Au cours de ces cinq dernières années, le monde de l’art a vécu selon ce régime de consommation effrénée et de tension émotionnelle constante, un clou chassant l’autre. La crise est venue freiner cette tendance. En mai, la maison de ventes Phillips de Pury & Company, connue pour conforter l’appétit spéculatif pour les artistes émergents, a mis la pédale douce sur cette stratégie. Même si l’auctioneer a inséré dans ses ventes quelques trentenaires comme Aaron Young ou Anselm Reyle, les quadras hyperproductifs tel Damien Hirst n’étaient pas de la partie. Au point que l’hebdomadaire New York Magazine s’interroge : « Le nouveau mot d’ordre serait-il “ne faites confiance à personne de moins de cinquante ans” ? » Même le spécialiste de Sotheby’s Tobias Meyer, qui avait eu le culot de prétendre un jour que le « marché a toujours raison car le marché est intelligent », oublie ses inepties. Celui-ci confiait au New York Magazine : « Il n’est pas anodin que nous nous soyons concentrés sur des artistes avec des carrières longues. Nous nous sommes demandés quels sont les artistes qui n’ont pas été trop hype, qui n’ont pas eu de records en ventes publiques. » Une question que se posent en boucle tous les acteurs du marché.

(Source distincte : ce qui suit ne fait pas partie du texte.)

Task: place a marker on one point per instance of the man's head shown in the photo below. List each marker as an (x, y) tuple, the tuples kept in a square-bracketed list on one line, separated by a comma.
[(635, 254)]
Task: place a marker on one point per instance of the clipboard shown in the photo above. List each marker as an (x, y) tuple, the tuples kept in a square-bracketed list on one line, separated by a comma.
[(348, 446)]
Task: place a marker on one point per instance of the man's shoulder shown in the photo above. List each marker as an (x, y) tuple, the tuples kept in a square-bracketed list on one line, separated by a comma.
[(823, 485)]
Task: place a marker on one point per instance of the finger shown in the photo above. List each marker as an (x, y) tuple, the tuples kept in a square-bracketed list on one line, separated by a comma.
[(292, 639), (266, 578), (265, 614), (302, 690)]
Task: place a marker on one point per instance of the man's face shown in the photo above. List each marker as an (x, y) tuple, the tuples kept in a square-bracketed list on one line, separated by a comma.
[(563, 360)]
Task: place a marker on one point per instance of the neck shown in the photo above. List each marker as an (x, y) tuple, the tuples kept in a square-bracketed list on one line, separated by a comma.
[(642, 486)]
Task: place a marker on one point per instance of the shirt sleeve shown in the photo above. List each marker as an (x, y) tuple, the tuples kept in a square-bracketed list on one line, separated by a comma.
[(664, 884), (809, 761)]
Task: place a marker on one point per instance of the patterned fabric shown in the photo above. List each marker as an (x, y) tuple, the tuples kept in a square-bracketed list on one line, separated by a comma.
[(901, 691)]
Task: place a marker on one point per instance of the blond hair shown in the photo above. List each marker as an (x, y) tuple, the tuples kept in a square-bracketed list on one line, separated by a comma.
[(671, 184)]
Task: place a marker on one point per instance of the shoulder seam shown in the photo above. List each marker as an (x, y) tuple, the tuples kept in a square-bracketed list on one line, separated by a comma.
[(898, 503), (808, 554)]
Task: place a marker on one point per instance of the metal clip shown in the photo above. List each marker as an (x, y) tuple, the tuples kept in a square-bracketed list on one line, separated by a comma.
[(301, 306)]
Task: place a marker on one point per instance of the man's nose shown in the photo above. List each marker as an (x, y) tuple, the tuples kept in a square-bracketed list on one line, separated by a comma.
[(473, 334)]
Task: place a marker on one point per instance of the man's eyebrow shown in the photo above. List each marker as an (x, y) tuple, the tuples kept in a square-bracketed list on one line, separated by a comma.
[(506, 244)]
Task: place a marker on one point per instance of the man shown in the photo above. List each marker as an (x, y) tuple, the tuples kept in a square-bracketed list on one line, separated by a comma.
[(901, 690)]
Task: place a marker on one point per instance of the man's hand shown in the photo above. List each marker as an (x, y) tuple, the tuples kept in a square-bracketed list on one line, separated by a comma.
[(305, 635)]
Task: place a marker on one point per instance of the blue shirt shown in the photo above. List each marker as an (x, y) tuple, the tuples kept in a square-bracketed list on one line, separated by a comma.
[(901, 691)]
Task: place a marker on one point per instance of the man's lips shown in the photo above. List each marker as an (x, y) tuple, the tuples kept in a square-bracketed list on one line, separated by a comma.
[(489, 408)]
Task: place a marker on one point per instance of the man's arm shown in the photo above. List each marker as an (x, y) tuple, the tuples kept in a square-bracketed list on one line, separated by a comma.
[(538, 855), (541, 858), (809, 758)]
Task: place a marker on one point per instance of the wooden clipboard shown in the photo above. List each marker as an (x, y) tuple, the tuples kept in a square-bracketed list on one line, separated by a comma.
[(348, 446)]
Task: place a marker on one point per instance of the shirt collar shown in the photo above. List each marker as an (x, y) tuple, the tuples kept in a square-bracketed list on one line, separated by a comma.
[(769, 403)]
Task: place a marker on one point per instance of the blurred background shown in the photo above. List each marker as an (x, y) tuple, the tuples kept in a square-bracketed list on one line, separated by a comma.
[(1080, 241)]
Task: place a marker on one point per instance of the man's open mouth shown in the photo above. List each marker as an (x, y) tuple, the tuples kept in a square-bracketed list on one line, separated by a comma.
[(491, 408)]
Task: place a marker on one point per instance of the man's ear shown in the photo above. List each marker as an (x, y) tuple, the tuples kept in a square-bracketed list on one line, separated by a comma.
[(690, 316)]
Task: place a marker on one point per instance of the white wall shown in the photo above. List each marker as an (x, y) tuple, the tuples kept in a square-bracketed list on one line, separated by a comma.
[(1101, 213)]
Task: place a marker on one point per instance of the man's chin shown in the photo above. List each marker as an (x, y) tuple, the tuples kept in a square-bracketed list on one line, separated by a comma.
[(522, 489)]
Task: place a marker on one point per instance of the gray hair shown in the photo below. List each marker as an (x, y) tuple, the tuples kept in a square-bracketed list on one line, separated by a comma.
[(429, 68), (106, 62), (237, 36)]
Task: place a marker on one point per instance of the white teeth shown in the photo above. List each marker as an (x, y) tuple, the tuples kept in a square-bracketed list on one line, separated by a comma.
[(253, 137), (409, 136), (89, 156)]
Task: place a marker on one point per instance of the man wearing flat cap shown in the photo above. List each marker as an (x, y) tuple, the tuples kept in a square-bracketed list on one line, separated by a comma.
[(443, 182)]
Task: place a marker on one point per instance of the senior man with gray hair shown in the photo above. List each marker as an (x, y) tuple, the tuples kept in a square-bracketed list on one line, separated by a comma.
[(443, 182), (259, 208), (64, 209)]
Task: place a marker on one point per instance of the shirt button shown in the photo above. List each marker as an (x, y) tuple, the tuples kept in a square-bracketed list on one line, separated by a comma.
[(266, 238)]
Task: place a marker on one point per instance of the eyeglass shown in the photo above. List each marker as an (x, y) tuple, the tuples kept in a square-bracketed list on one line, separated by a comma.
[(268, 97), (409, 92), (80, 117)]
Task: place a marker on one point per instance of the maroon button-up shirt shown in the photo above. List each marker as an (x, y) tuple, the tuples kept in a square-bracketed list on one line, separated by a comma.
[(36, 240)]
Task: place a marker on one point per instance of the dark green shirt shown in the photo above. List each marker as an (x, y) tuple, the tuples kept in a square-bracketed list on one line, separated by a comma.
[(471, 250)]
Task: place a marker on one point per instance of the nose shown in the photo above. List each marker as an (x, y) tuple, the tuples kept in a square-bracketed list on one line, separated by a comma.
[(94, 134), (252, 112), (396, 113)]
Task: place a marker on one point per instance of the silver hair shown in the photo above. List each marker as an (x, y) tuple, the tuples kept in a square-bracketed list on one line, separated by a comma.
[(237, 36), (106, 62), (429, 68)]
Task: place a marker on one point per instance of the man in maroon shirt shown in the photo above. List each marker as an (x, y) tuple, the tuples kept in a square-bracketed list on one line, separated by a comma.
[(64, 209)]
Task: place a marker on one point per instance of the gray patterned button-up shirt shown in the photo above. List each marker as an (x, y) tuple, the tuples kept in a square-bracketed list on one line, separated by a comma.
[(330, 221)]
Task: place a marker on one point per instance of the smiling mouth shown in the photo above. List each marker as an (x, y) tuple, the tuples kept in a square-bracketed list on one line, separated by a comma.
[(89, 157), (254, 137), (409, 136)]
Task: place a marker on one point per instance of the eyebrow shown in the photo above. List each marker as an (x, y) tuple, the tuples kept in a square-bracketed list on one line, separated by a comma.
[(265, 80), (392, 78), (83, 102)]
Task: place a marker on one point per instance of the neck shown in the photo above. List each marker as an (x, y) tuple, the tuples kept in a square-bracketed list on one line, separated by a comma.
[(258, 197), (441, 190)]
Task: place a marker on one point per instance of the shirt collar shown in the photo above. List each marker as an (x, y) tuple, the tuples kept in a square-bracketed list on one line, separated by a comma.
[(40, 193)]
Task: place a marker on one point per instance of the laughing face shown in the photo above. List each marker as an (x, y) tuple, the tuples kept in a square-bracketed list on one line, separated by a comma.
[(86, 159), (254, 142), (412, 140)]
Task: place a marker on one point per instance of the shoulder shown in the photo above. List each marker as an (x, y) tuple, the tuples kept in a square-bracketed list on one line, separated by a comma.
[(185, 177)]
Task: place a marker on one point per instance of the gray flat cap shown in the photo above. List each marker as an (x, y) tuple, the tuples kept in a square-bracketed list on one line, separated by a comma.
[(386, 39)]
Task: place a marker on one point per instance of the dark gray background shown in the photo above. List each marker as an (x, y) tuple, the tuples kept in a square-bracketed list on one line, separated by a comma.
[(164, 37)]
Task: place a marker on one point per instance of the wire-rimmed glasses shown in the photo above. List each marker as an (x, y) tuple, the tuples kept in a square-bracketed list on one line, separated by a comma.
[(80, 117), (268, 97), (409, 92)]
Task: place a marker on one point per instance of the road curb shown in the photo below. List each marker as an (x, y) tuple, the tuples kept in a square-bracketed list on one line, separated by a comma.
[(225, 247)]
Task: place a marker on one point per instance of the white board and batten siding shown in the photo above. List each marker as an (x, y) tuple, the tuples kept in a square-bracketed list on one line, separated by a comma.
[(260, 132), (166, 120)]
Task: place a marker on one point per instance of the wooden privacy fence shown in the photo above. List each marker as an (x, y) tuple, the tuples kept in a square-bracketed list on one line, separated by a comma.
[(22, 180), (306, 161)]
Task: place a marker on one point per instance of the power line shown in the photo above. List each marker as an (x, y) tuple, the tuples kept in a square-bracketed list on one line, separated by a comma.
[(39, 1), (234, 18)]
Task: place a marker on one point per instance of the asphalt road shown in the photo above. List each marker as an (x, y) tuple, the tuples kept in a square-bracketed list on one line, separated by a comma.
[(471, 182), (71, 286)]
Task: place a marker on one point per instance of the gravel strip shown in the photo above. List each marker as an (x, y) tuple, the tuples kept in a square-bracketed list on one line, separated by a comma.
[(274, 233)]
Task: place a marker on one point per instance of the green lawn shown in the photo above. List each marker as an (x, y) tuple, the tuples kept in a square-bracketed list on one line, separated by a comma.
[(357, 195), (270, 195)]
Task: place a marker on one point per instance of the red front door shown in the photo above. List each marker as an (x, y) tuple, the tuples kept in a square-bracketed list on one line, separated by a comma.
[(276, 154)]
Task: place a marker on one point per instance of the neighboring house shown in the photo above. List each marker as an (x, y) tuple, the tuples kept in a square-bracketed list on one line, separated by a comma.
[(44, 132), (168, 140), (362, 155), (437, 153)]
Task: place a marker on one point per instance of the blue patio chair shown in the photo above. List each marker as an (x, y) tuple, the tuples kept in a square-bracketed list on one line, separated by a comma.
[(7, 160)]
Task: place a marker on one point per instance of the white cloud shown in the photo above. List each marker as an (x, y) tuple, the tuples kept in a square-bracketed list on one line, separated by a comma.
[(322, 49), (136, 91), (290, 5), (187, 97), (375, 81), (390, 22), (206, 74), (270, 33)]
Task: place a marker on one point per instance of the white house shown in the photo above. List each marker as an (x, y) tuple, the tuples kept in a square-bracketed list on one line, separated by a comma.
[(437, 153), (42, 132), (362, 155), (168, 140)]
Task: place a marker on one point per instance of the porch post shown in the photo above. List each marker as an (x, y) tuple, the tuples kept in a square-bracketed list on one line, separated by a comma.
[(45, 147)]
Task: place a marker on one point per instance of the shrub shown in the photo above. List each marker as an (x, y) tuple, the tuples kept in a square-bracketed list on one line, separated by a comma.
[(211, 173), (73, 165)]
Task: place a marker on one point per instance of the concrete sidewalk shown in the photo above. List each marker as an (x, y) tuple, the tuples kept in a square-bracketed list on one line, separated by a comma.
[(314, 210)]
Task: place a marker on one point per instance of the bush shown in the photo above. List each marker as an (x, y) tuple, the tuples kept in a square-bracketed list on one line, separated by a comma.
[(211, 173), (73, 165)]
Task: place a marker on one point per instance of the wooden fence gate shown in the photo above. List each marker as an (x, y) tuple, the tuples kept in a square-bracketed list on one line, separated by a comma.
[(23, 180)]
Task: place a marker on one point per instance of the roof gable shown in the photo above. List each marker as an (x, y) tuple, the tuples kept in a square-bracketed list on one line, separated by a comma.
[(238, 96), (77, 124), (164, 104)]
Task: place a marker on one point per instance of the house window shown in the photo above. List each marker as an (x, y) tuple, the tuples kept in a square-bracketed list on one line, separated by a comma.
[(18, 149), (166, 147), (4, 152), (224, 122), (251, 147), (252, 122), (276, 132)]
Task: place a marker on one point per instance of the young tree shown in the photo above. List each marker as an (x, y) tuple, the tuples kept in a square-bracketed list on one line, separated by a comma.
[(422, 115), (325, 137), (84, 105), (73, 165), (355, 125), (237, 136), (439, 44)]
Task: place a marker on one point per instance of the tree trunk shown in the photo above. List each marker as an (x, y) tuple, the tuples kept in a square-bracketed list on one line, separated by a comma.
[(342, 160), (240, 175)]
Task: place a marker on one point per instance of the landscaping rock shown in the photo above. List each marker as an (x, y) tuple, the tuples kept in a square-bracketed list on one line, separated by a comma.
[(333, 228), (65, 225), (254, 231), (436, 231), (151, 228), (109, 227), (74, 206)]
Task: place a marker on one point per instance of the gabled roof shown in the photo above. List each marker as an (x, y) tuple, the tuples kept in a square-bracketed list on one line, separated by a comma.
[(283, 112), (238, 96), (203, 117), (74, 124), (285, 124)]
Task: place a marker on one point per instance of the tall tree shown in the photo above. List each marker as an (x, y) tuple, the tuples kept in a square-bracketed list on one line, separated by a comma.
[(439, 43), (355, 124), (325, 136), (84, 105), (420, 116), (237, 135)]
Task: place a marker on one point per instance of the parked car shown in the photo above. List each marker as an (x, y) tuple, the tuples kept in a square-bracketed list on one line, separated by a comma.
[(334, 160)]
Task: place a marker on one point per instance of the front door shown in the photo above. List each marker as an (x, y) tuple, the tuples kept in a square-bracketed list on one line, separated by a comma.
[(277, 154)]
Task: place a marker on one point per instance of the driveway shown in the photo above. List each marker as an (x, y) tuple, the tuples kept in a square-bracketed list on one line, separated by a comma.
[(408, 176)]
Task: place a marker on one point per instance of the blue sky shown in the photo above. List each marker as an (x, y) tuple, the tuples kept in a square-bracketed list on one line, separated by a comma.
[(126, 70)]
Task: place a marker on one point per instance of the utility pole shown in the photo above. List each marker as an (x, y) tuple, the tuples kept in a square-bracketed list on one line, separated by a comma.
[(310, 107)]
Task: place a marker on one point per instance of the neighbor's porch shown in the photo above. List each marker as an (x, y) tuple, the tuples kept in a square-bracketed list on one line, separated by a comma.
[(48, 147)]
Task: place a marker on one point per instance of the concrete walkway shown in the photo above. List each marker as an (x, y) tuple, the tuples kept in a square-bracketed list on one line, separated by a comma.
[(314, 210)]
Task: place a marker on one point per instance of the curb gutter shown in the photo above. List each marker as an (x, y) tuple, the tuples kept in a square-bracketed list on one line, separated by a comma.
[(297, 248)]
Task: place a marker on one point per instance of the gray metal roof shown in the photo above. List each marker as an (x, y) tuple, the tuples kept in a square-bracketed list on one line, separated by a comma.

Cherche créateurs intrigants et dérangeants
Côté galeries, on revient sur des artistes occultés par la vague « jeuniste ». Le Berlinois Max Hetzler représente désormais Jesús-Rafael Soto. D’autres vont chercher à la marge des créateurs intrigants. La galeriste berlinoise Esther Schipper déployait en janvier les œuvres outrancières de Dorothy Iannone, ancienne compagne de Dieter Roth née en 1932. En mai, sa consœur Isabella Bortolozzi exposait le travail dérangeant, proche de l’art brut, de Carol Rama, une artiste jugée scandaleuse dans les années 1950. La foire Art Basel regarde aussi dans le rétroviseur en remettant en selle des artistes comme Peter Roehr.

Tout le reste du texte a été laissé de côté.